Where do memorization errors arise in chain-of-thought reasoning?
Explores whether memorization in language model reasoning can be localized to specific token sources and which sources dominate error patterns during long generations.
STIM (Source-aware Token-level Identification of Memorization) argues that memorization in long CoT generations must be identified at the token level, not the sequence level. A single faulty token — produced by memorization rather than reasoning — can trigger cascading errors through subsequent steps. Existing metrics report a single score for the entire sequence, missing where and why individual tokens go wrong.
Three distinct memorization sources influence each token:
Local memorization — frequent continuations of immediately preceding tokens. The model generates the next token based on statistical co-occurrence with its local context, not reasoning. This is the dominant error source, responsible for up to 67% of wrong tokens.
Mid-range memorization — tokens that frequently co-occur with the generation prefix. The model has seen this pattern in pretraining and reproduces it, even when the current reasoning context requires a different continuation.
Long-range memorization — frequent co-occurrence with tokens in the input prompt. The prompt triggers a familiar pattern from pretraining that overrides the reasoning chain.
Key distributional findings:
- Complexity increases memorization. As reasoning complexity increases, models rely more on memorization — they fall back on familiar patterns when the reasoning becomes harder.
- Distributional shift increases memorization. Moving toward rare or atypical inputs strengthens memorization signals. The model has less training experience to draw on, so it relies more on pattern-matching from similar-but-not-identical training examples.
- Base vs long-tail reversal. In base settings, memorization often supports correct answers (familiar patterns lead to right conclusions). In long-tail scenarios, the same memorization mechanisms drive errors — defective recall when faced with unfamiliar contexts.

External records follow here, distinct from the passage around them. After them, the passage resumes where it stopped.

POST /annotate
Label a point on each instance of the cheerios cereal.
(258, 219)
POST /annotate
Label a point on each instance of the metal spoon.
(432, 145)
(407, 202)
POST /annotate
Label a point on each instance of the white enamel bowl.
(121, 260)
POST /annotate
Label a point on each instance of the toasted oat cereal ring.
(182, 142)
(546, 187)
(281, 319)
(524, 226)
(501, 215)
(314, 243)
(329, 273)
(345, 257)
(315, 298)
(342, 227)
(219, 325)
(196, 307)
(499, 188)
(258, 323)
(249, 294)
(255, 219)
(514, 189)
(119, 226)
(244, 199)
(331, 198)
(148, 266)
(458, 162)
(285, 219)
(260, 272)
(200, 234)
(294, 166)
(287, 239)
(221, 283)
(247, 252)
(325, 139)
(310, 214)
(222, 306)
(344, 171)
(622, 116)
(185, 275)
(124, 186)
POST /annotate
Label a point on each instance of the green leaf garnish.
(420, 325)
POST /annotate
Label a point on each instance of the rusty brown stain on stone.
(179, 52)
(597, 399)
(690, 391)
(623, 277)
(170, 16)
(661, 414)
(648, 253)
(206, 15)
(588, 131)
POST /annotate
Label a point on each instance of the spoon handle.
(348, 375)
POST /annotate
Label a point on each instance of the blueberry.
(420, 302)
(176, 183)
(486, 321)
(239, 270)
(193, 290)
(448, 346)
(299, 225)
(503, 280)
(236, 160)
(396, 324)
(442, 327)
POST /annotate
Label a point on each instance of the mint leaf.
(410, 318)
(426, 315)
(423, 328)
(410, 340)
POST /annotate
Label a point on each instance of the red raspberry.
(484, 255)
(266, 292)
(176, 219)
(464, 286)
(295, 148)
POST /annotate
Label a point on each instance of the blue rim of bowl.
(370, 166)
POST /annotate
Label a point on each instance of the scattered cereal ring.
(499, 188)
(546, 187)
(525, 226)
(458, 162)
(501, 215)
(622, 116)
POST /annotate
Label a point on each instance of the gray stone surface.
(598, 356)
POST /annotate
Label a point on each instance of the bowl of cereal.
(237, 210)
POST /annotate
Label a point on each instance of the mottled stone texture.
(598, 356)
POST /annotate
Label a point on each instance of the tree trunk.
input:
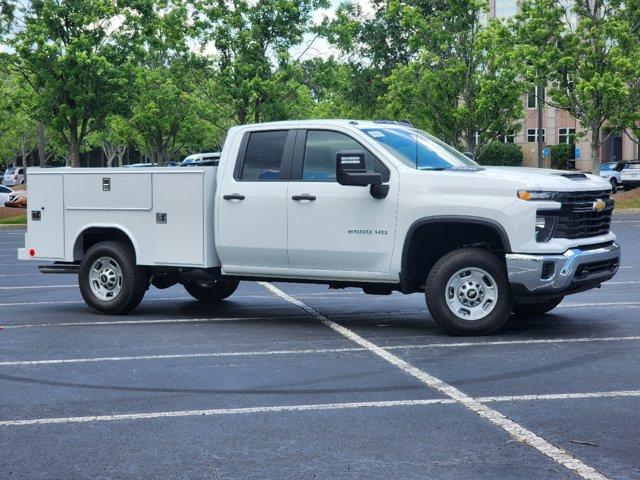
(42, 145)
(74, 144)
(595, 149)
(540, 88)
(120, 156)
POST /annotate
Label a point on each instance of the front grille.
(579, 219)
(587, 269)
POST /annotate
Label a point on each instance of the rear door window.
(263, 156)
(321, 148)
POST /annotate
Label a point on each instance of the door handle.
(304, 196)
(233, 196)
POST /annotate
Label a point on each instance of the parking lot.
(298, 381)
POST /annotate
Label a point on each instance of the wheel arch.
(94, 233)
(421, 249)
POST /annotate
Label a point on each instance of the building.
(557, 125)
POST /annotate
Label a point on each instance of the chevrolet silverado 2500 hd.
(376, 205)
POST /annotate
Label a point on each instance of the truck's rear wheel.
(109, 279)
(468, 293)
(538, 308)
(213, 291)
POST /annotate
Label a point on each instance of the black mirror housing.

This connects to the broader reasoning trace reliability cluster. Since Which sentences actually steer a reasoning trace?, STIM adds a complementary mechanism: specific tokens at the sub-sentence level carry memorization-driven influence that can derail even well-structured reasoning chains. The failure is more granular than thought-level — it operates at individual tokens.
The practical implication: high memorization scores are strong indicators of reasoning failures (measured via Precision@k and Recall@k). This offers a potential diagnostic tool for identifying where reasoning chains are unreliable, independent of whether the final answer is correct. This diagnostic capability directly addresses the faithfulness problem: since Do language models actually use their reasoning steps?, STIM's memorization scores provide a token-level mechanism for faithfulness failure — memorized tokens are causally unnecessary (the answer was determined by pattern-matching, not reasoning) and causally insufficient (the memorized continuation may diverge from the reasoning the chain appears to perform).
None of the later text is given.